Seems like almost every week I get into a conversation on relativism with my students.
It’s really not by my design; its because any time you talk about a heinous/shocking/evil event, the question arises, “how shall we evaluate this? What shall we make of it?” Hence, relativism. This is the point I made to my students last week as we discussed Shirley Jackson’s “The Lottery.”
In a nutshell: “The Lottery” is a short story in which a town engages in a ritual “lottery” each year in order to pick a towns person to stone to death. The story is chilling: the tone in the beginning is nonchalant, like the lottery about to happen is no big deal. When I first read it, I was under the impression that the chosen person would win something good. Then, at the end, all the townspeople–family members included!–turn on the chosen without hesitation. Even her toddler son engages in the stoning! Like I said, chilling.
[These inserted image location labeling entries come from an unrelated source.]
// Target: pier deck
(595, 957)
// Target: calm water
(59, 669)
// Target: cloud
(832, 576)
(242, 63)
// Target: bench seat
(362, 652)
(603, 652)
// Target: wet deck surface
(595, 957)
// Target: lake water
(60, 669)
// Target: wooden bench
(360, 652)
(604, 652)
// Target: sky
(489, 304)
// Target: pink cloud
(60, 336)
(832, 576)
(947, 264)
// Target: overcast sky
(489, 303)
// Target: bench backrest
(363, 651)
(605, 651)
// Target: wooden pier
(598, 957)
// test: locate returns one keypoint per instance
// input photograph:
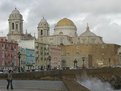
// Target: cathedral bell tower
(15, 25)
(43, 28)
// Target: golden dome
(65, 22)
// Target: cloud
(102, 15)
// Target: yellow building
(92, 55)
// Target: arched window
(12, 25)
(41, 32)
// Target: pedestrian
(9, 79)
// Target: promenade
(33, 85)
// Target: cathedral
(84, 50)
(65, 33)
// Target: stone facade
(8, 53)
(95, 55)
(16, 27)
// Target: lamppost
(49, 65)
(83, 59)
(109, 62)
(19, 57)
(75, 63)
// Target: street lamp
(75, 63)
(109, 62)
(83, 59)
(19, 57)
(49, 65)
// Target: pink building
(8, 53)
(55, 54)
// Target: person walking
(9, 79)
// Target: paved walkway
(33, 85)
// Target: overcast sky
(103, 16)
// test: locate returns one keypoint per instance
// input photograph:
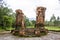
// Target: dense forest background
(7, 19)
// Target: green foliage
(6, 18)
(56, 28)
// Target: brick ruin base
(39, 26)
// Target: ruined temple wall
(20, 18)
(40, 15)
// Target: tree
(52, 20)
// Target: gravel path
(49, 36)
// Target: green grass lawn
(48, 27)
(53, 28)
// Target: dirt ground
(49, 36)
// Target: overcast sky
(29, 7)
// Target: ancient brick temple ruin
(40, 18)
(19, 19)
(39, 26)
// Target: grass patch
(53, 28)
(30, 27)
The theme is questioning tradition and culture–the stoning was a tradition and cultural more of the town that all accept blindly, yet it is obvious to us that someone needs to.
During the discussion, I asked my students, “can we judge this culture?” Again, like all other similar discussions, a select few said “yes,” while the rest emphatically said “no.” There was even one girl who brought up infanticide–not abortion, mind you–in China: “it’s an alien culture and doesn’t make sense to us, but that is their belief. Who are we to judge?” She said this with a straight face.
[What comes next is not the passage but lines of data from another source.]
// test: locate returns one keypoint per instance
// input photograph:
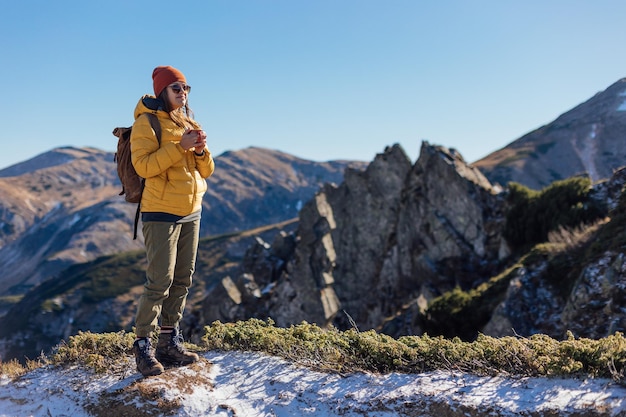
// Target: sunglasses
(177, 88)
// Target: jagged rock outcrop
(569, 290)
(587, 139)
(385, 238)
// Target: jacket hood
(148, 104)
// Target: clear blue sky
(319, 79)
The most surprising part is that a Christian girl in the class–one whom I wrote a reference for last week on a staff application to a kids Christian summer camp–was the most ardent relativist in the class! No matter how hard I questioned them, they dug in. A select few (interestingly, an aggressive atheist student of the Christopher Hitchens brand was one of the ones who “got it,” while the aforementioned Christian girl couldn’t seem to get past her relativism.) only saw the errors of relativism.
The tide turned yesterday, though. I had just finished showing the documentary Invisible Children about a child abduction tragedy occuring in Uganda.
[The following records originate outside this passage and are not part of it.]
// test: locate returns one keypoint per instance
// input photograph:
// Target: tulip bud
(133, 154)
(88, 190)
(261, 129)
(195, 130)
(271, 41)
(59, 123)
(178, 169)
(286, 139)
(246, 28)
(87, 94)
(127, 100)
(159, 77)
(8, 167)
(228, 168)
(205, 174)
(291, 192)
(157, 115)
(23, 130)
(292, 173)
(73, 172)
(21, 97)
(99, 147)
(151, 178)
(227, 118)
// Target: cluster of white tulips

After the film, a student (ironically, the one who expressed ambivalence about the wrongness of infanticide in China) asked, “why isn’t our government getting involved?”
I couldn’t resist. I responded, “well, it’s another culture, and maybe we shouldn’t judge.”
Looonnng, awkward pause. Then the same relativistic students a week ago all said incredulously, “that’s horrible, Mr. B! That doesn’t even make sense. C’mon, you can’t say abducting children and brainwashing them to kill is wrong?” The sharper crayons in the box saw the point, though: “He’s playing ‘devil’s advocate, silly.” I think it slowly dawned on them that their thinking of a week ago is bunk.
If they didn’t get that yesterday, there ain’ no hope.
Hey, interesting story. I like using The Lottery to open some eyes. Interesting how your discussion went though. Thanks for sharing.